Crinetics Pharmaceuticals, Inc. announced that the U.S. Food and Drug Administration (FDA) has granted Orphan Drug Designation (ODD) to atumelnant, its once-daily oral ACTH receptor antagonist candidate for treating classic congenital adrenal hyperplasia (CAH). Atumelnant is the first and only small molecule ACTH receptor antagonist currently in clinical development.
CAH is a rare genetic disorder caused by impaired cortisol synthesis, leading to excess production of adrenal androgens and steroid precursors, which cause a range of severe symptoms including fertility issues, excessive facial hair, acne, and adrenal tumors. Current treatments rely on chronic glucocorticoid supplementation, often at high doses, which can cause serious side effects such as weight gain, diabetes, and cardiovascular problems.
“Atumelnant’s novel mechanism targets a critical driver of CAH symptoms, and the FDA’s Orphan Drug Designation highlights the urgent unmet medical need in this patient population,” said Dana Pizzuti, M.D., Chief Medical and Development Officer of Crinetics. “Our Phase 3 trial aims to show atumelnant’s ability to restore normal adrenal androgen levels while reducing glucocorticoid use, improving quality of life for patients.”

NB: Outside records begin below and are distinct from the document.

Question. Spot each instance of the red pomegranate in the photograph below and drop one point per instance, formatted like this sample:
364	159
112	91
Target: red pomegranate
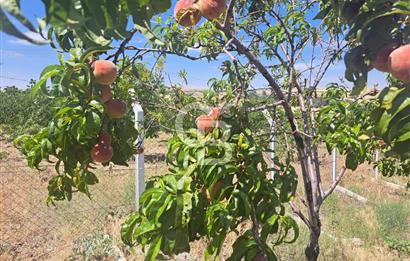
205	123
106	93
215	113
211	9
186	13
399	63
105	72
105	138
116	109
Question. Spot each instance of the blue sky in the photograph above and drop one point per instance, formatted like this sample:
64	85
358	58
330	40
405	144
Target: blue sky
21	61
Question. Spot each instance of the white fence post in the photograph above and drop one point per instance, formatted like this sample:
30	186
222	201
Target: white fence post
139	157
376	169
272	141
272	147
334	162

The designation follows robust Phase 2 TouCAHn trial results reported in January 2025, demonstrating up to an 80% reduction in androstenedione levels and improvements in clinical symptoms such as menstrual resumption and reduced adrenal size. Crinetics plans to initiate Phase 3 CALM-CAH adult and Phase 2/3 BALANCE-CAH pediatric trials in the second half of 2025.
The FDA grants Orphan Drug Designation to therapies addressing rare diseases affecting fewer than 200,000 people in the U.S., offering benefits such as fee exemptions, development incentives, and seven years of market exclusivity upon approval.